Legislation passed in 2013 to allow sports betting at commercial casinos if and when the Supreme Court cleared the way, which happened in May 2018 when PASPA was repealed.
Addabbo conceded that the state is no longer just a sidelined passenger in the sports betting industry due to recent action. In January 2019, the New York Gaming Commission completed regulations to allow some form of legal sports betting in the state. In July, tribal casinos and four commercial brick-and-mortar locations were permitted to finally launch sports betting operations.
The only issue is, this does not affect or erase the state's ban on mobile sports wagering. The measure passed in 2013 is limited to in-person wagering at four somewhat remote upstate locations, so it only serves as a small victory all this time later, when the industry dynamic has shifted.
"We're at least in the right lane. We're in the traffic," Addabbo explained, expanding on his analogy. "Still, cars are passing by us in the left lane."
Addabbo recently sponsored legislation to introduce mobile gaming to the Empire State, but to no avail. In June, Bill S17D to allow mobile sports betting in New York passed by an overwhelming 57-5 margin on the senate floor but stalled due to what Governor Andrew Cuomo cites as constitutional concerns.
Addabbo and several others including state Assemblyman Gary Pretlow, who championed the bill as well, hope that 2020 will be the year the state can finally hit the gas on New York mobile sports betting.

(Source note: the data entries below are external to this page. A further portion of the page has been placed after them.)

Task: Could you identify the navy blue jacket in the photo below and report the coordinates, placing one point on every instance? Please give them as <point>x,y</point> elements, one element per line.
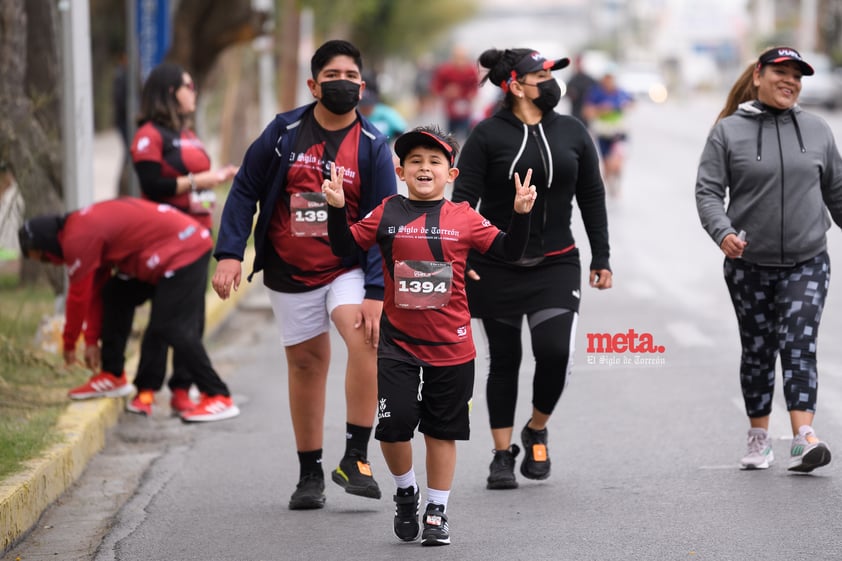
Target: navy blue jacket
<point>262,178</point>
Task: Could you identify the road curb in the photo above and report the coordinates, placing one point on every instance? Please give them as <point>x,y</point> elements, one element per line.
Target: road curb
<point>26,495</point>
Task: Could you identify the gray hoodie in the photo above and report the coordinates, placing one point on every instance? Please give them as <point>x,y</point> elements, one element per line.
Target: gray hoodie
<point>781,173</point>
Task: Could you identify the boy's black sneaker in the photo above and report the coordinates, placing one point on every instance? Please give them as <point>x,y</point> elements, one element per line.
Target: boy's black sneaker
<point>406,514</point>
<point>354,475</point>
<point>536,461</point>
<point>309,493</point>
<point>436,531</point>
<point>502,469</point>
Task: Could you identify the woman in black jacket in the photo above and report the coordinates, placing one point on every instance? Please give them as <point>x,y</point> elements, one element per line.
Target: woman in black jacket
<point>526,133</point>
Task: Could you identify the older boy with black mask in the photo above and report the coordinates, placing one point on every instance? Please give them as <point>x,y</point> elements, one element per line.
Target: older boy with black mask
<point>309,287</point>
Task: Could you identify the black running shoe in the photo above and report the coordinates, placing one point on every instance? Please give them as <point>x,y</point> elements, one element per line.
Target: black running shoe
<point>502,469</point>
<point>309,493</point>
<point>354,475</point>
<point>406,514</point>
<point>536,461</point>
<point>436,531</point>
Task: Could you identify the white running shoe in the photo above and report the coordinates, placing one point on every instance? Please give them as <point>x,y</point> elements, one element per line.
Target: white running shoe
<point>807,452</point>
<point>760,454</point>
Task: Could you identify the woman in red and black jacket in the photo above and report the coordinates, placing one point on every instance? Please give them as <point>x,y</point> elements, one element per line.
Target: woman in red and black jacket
<point>174,168</point>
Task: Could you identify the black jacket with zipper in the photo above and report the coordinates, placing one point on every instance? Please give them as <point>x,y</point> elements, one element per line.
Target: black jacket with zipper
<point>565,165</point>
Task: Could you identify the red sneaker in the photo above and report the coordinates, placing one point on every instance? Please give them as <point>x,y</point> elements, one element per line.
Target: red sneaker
<point>142,403</point>
<point>181,402</point>
<point>103,384</point>
<point>212,408</point>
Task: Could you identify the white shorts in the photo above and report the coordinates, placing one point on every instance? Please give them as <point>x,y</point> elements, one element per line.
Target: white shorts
<point>300,316</point>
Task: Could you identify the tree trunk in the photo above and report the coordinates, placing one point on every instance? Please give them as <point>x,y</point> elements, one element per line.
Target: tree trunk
<point>29,105</point>
<point>202,29</point>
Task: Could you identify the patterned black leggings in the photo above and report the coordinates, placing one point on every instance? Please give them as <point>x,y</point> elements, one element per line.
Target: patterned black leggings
<point>778,311</point>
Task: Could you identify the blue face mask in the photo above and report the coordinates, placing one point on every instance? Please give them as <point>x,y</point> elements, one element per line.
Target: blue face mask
<point>340,96</point>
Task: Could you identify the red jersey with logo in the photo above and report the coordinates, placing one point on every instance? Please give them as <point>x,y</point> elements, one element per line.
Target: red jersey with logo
<point>179,153</point>
<point>302,258</point>
<point>135,237</point>
<point>432,237</point>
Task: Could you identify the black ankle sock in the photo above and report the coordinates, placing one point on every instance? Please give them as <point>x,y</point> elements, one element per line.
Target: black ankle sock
<point>311,463</point>
<point>356,438</point>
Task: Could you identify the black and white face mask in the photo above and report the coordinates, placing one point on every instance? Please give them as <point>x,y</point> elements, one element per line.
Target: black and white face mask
<point>340,96</point>
<point>549,94</point>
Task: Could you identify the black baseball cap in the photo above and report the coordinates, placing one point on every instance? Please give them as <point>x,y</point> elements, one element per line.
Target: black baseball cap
<point>535,61</point>
<point>422,137</point>
<point>778,55</point>
<point>41,233</point>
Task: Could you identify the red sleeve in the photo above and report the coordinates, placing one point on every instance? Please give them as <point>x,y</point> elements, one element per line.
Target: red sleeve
<point>147,145</point>
<point>365,230</point>
<point>76,309</point>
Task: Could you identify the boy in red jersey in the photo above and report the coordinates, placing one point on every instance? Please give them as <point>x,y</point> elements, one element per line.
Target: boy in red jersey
<point>425,366</point>
<point>165,252</point>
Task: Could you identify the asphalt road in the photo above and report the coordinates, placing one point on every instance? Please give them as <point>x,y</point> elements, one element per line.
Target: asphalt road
<point>644,446</point>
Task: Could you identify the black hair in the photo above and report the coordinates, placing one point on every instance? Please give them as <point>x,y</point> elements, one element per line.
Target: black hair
<point>500,65</point>
<point>331,49</point>
<point>157,99</point>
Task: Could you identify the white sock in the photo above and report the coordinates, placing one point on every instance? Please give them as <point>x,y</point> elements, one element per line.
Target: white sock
<point>406,480</point>
<point>438,497</point>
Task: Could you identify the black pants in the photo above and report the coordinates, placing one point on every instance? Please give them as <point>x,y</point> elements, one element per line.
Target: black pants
<point>176,320</point>
<point>778,311</point>
<point>180,378</point>
<point>552,332</point>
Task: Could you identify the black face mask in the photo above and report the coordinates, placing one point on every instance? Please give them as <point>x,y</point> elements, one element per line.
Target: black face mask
<point>340,96</point>
<point>549,94</point>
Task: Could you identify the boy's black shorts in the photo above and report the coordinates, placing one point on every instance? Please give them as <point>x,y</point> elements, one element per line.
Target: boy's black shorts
<point>436,399</point>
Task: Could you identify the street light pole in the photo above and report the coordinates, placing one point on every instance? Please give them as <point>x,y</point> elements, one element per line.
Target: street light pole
<point>77,104</point>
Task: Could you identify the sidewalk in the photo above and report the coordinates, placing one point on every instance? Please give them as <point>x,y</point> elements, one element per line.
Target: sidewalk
<point>83,426</point>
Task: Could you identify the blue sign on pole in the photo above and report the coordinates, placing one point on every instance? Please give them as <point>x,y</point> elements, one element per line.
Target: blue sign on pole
<point>153,33</point>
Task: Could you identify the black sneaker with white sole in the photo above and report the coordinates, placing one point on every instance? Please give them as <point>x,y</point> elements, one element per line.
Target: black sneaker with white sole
<point>406,514</point>
<point>354,475</point>
<point>501,472</point>
<point>536,460</point>
<point>309,493</point>
<point>436,530</point>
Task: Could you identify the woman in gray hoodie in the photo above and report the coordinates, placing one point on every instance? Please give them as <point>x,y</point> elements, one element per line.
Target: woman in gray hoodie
<point>780,172</point>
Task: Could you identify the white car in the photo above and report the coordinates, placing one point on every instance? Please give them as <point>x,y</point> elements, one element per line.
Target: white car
<point>643,82</point>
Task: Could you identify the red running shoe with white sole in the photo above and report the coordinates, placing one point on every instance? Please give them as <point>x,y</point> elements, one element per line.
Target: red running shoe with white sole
<point>103,384</point>
<point>212,408</point>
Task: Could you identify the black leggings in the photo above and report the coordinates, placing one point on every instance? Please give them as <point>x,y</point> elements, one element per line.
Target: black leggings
<point>552,333</point>
<point>778,311</point>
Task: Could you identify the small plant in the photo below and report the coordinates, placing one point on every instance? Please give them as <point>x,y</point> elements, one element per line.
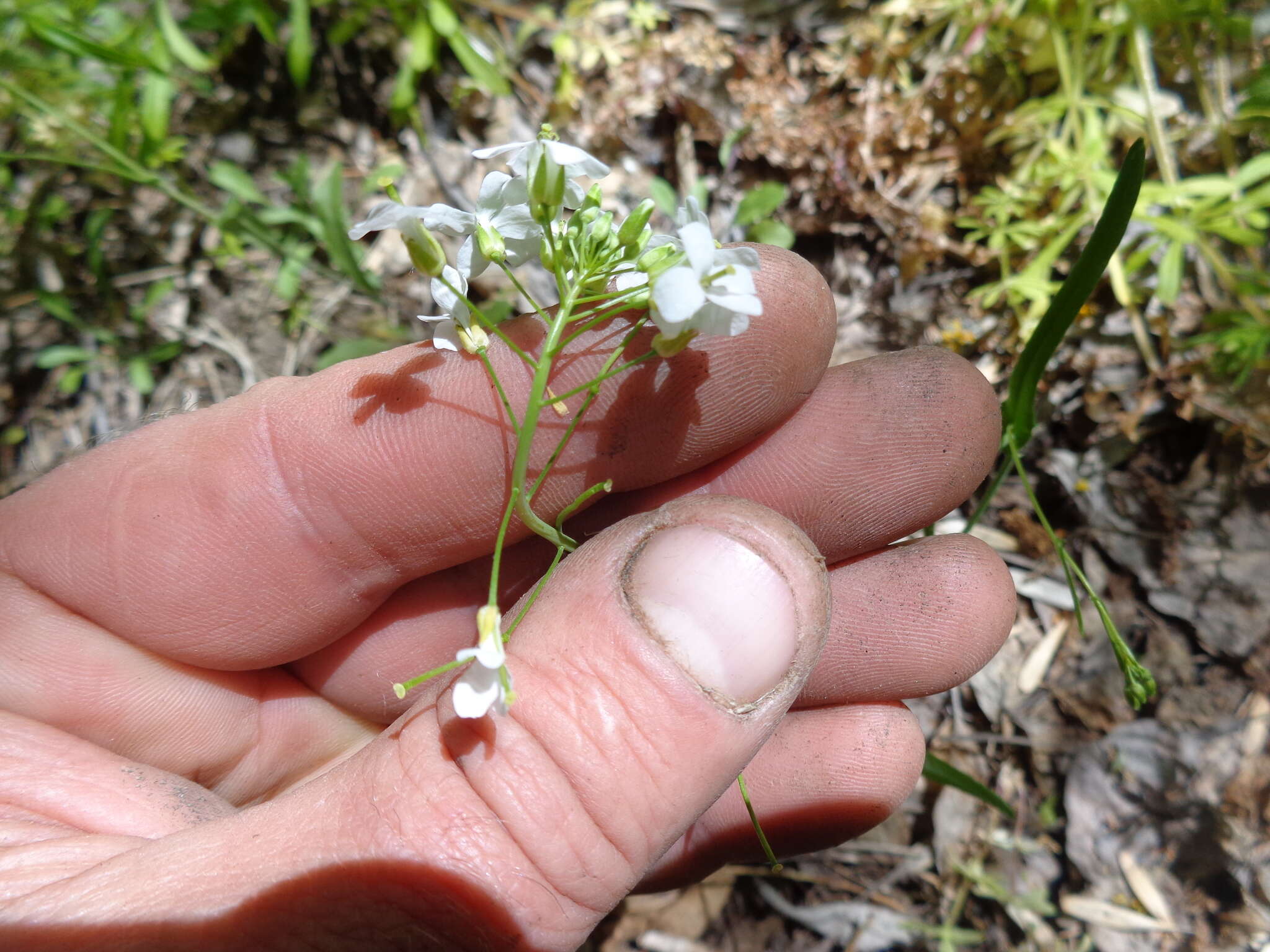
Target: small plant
<point>603,270</point>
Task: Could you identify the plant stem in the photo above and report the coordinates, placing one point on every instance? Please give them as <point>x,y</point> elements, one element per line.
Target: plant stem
<point>1140,685</point>
<point>498,545</point>
<point>403,687</point>
<point>502,395</point>
<point>753,819</point>
<point>593,390</point>
<point>602,377</point>
<point>530,425</point>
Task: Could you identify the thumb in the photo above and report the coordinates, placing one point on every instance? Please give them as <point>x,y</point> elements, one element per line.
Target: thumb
<point>651,671</point>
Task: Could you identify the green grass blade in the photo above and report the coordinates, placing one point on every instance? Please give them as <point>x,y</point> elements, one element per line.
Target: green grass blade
<point>1020,409</point>
<point>329,205</point>
<point>83,47</point>
<point>938,771</point>
<point>300,45</point>
<point>178,43</point>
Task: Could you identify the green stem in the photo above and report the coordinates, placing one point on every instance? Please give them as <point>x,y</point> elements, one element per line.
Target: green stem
<point>403,687</point>
<point>131,169</point>
<point>486,322</point>
<point>498,544</point>
<point>534,596</point>
<point>586,405</point>
<point>525,293</point>
<point>602,377</point>
<point>987,496</point>
<point>530,425</point>
<point>753,819</point>
<point>1140,685</point>
<point>607,314</point>
<point>502,395</point>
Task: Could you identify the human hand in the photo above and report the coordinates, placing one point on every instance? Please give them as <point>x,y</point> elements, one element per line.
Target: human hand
<point>202,622</point>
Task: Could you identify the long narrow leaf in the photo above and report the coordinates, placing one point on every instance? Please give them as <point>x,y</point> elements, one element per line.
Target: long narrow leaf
<point>1020,409</point>
<point>81,46</point>
<point>300,45</point>
<point>178,43</point>
<point>943,772</point>
<point>329,205</point>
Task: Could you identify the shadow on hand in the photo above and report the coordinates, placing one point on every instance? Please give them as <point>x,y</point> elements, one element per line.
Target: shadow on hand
<point>356,907</point>
<point>395,392</point>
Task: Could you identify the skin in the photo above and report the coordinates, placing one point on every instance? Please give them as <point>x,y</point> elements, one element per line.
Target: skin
<point>201,621</point>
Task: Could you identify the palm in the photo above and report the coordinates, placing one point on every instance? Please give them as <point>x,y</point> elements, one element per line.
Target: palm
<point>208,615</point>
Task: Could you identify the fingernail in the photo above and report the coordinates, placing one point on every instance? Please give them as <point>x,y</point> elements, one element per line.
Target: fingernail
<point>721,610</point>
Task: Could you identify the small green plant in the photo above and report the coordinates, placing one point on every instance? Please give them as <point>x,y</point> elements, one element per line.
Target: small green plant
<point>1020,420</point>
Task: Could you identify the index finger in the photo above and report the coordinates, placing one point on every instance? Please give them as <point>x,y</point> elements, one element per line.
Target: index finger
<point>257,531</point>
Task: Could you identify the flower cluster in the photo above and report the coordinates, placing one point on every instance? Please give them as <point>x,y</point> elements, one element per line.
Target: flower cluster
<point>685,283</point>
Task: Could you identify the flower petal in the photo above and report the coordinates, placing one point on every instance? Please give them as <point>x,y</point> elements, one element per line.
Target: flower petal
<point>625,281</point>
<point>445,334</point>
<point>451,221</point>
<point>470,260</point>
<point>690,213</point>
<point>477,691</point>
<point>491,197</point>
<point>699,245</point>
<point>388,215</point>
<point>738,281</point>
<point>575,162</point>
<point>513,221</point>
<point>721,322</point>
<point>500,150</point>
<point>676,296</point>
<point>741,304</point>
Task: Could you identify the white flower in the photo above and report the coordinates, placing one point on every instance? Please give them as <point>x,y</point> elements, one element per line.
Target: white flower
<point>504,207</point>
<point>425,250</point>
<point>486,683</point>
<point>713,293</point>
<point>390,215</point>
<point>526,157</point>
<point>446,333</point>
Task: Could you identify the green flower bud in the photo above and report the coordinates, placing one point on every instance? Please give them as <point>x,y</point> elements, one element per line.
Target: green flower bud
<point>670,347</point>
<point>592,198</point>
<point>473,339</point>
<point>546,183</point>
<point>426,252</point>
<point>657,260</point>
<point>637,248</point>
<point>634,225</point>
<point>491,243</point>
<point>602,227</point>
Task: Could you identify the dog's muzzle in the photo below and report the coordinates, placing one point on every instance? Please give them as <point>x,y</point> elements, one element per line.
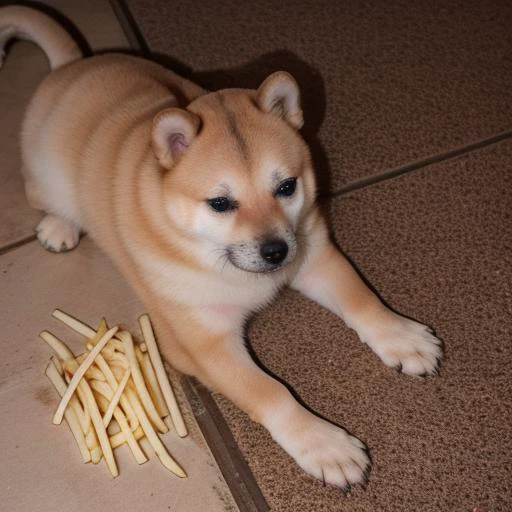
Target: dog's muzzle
<point>267,255</point>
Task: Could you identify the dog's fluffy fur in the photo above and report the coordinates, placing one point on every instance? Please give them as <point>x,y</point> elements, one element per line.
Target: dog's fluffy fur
<point>142,160</point>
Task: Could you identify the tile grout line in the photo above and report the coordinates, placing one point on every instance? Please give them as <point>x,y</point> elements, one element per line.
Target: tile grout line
<point>418,165</point>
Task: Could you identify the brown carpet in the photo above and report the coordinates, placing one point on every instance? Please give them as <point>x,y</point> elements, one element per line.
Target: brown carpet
<point>389,87</point>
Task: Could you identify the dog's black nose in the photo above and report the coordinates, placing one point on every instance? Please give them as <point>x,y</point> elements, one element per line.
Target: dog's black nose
<point>274,251</point>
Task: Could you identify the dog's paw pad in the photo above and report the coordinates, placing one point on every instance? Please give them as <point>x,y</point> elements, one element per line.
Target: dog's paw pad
<point>57,234</point>
<point>407,345</point>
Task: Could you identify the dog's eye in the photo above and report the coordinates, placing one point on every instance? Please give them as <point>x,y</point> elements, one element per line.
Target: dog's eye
<point>286,188</point>
<point>222,204</point>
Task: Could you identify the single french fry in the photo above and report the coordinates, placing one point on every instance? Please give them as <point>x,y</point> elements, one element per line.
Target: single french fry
<point>152,436</point>
<point>70,416</point>
<point>105,395</point>
<point>115,399</point>
<point>112,382</point>
<point>118,359</point>
<point>149,375</point>
<point>97,421</point>
<point>119,439</point>
<point>140,385</point>
<point>79,373</point>
<point>96,455</point>
<point>163,379</point>
<point>62,350</point>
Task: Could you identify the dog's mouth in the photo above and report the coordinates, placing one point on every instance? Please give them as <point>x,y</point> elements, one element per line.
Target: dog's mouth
<point>265,257</point>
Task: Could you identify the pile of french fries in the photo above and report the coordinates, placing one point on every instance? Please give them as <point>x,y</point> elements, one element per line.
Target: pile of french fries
<point>116,392</point>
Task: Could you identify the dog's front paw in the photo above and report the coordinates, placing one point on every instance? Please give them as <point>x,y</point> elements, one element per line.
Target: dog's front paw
<point>405,344</point>
<point>57,234</point>
<point>324,450</point>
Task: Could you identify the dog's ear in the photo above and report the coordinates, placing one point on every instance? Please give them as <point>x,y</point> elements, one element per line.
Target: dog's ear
<point>279,95</point>
<point>173,131</point>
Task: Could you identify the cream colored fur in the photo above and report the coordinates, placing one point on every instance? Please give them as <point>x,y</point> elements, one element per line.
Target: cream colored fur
<point>130,153</point>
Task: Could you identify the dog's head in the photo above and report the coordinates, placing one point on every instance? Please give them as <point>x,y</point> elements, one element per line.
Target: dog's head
<point>238,175</point>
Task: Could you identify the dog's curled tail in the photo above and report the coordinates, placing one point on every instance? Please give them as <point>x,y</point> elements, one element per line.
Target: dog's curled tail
<point>32,25</point>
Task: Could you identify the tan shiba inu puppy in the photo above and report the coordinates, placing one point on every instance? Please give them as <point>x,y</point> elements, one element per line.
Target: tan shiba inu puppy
<point>206,202</point>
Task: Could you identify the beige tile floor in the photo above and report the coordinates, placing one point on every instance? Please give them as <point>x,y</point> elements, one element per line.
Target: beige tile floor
<point>41,468</point>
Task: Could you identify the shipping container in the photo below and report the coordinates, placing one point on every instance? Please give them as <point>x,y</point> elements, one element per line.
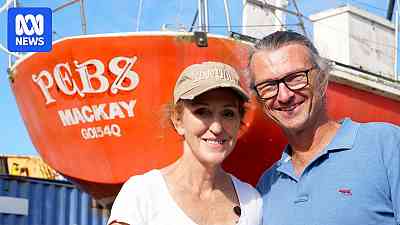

NJ Online Sports Betting Revenue Is Through The Roof
Because it does not legally include mobile betting, New York state is losing out on an incredible amount of revenue, although that hasn't robbed the senator of his sense of humor.
"We do have [mobile] sports betting in our state. The problem is, it's illegal. Our bookies do very well," the Senator jokingly quipped.
One of the aforementioned cars passing by New York represents New Jersey, which has seemingly developed the blueprint many that new states entering the market are attempting to follow. With a full year-and-a-half under its belt, the Garden State is the premier example of the potential for mobile sports betting.
After generating over $50 million in revenue in the second half of 2018, it has raked in nearly $200 million in 2019 alone with two months of numbers left to record, according to the New Jersey Division of Gaming Enforcement. October 2019 was a record-setting month for the Garden State, which saw nearly $500 million in total sports betting handle with more than 80 percent coming from mobile.
Addabbo serves as the chairman of the NYS Senate Standing Committee on Racing, Gaming and Wagering, which held a hearing in May 2019 to discuss gaming in New York.
According to testimony from geolocation compliance technology giant GeoComply, about 25 percent of the revenue pouring into New Jersey from sports betting actually comes from residents of New York state. After all, it is less than five miles from the heart of Manhattan to the border of New Jersey, and even less distance from other parts of the city.
The senator refused to get speculative about exact revenue figures for New York, but if you do the math, the Empire State could have made about $50 million in this year alone had it been prepared to offer a mobile gaming option.
Compare those numbers to the $2.3 million figure that New York has been unable to surpass with commercial sports betting only, and you can see why Addabbo and other proponents like Pretlow are hoping 2020 is the year something changes.
What Can New York Mobile Sports Betting Do For The State?
Addabbo's bill wasn't signed into law but it's a move in the right direction and it's also a way to cut into the roughly $3 billion deficit that exists going into an election year in 2020. Rather than raising taxes on citizens, the state has an opportunity to generate revenue in a new way.
On top of helping with the overall deficit, mobile sports betting in New York would do wonders for things like job growth and education.
A vast majority, 80 percent in fact, of funds generated from commercial gaming are given to educational programs in the state. Addabbo pointed out that gaming produced $3 billion in the last fiscal year to education, with New York City seeing around $1 billion of that money. That total rises exponentially if a percentage of mobile revenues went that direction.
"How long can we lose educational funding? How can we sit back and watch our job growth not be there?" Addabbo, again rhetorically, asked the conference delegates. "I think the time has come...In New York State we can change that. And I'm hoping that 2020 is the year we can change that."
While NY may not be completely turning its back entirely on mobile sports betting, it's certainly taking its sweet time and paying a pretty hefty price for doing so. Senator Addabbo is among those trying to ensure the wait doesn't last too much longer.